Copyright © 2007 by The American Association of Immunologists, Inc.
Regulatory T cells selectively protect against experimental autoimmune encephalomyelitis induced with self but not foreign antigens
Eitan Moshe Akirav1,
Yan Xu2,
Cheryl M Bergman2,
Myriam Hill2 and
Nancy H Ruddle1,2
1 Immunobiology,
2 Epidemiology and Public Health, Yale University School of Medicine, 60 College St., PO BOX 208034, New Haven, CT, 06520-8034
Abstract
Naturally occurring CD4+CD25+ regulatory T cells (Treg) are selected in the thymus by self-antigens and can prevent the development of autoimmune diseases. Experimental autoimmune encephalomyelitis (EAE), a murine model of multiple sclerosis (MS), can be induced with myelin oligodendrocyte glycoprotein (MOG). Here we show that both MOG mRNA and protein are detected in the thymus. To test whether Tregs specific for mouse MOG protect against EAE, we examined the effects of Treg depletion on EAE induced with the Ig-like domain of mouse (self), rat or human (foreign) MOGs.
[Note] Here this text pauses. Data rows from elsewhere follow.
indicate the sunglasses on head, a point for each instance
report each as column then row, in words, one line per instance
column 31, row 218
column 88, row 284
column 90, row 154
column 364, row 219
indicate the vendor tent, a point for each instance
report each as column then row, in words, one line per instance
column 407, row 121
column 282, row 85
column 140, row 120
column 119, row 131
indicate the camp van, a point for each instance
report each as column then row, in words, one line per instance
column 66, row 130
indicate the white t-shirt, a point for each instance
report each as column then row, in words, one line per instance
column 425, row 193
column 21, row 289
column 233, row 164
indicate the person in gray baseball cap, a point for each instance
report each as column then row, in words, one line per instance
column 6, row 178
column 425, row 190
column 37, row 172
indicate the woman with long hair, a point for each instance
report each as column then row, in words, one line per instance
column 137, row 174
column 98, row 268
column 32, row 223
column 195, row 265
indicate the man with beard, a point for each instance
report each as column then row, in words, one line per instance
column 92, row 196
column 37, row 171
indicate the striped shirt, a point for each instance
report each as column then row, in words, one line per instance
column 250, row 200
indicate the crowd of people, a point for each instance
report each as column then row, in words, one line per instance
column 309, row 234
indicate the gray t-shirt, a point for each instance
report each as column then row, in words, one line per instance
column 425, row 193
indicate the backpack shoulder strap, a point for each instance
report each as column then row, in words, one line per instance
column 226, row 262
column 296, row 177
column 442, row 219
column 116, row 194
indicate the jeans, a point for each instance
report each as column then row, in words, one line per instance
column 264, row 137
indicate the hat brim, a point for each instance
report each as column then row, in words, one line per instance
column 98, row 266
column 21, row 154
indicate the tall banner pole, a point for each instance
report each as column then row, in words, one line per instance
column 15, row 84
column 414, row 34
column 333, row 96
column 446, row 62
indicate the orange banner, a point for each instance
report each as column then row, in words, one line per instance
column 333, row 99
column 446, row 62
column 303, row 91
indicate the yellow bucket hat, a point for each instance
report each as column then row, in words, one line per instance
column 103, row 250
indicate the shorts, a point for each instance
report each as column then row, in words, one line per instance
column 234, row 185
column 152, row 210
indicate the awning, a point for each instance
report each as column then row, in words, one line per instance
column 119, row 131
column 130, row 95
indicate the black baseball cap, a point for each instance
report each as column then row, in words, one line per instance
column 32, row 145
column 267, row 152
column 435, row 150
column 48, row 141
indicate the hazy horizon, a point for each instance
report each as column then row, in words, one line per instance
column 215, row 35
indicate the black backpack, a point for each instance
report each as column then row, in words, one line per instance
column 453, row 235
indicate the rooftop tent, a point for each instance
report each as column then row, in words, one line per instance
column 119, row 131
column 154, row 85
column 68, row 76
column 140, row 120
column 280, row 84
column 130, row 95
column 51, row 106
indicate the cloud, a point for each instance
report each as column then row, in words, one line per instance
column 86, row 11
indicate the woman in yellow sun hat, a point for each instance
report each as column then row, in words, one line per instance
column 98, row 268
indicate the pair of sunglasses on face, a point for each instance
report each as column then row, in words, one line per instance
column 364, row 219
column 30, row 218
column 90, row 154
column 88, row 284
Treg depletion resulted in increased EAE severity following immunization with mouse MOG, but surprisingly, did not affect EAE induced with either rat or human MOG. The increase in disease severity following Treg depletion of mouse MOG immunized mice was associated with increased T cell proliferation and IL17 production as well as an increase in T cell response to the immunodominant peptide MOG35-55. In the central nervous system, T cells from mouse MOG immunized mice showed increased infiltration as well as increased ratio of IFN
to IL10 producing cells following depletion. These data demonstrate the high specificity of Tregs to self but not foreign MOG, thus, underlining their inability to "cross-protect" against autoimmunity induced with closely related antigens.
Supported by NMSS RG2394 and NIH CA16885.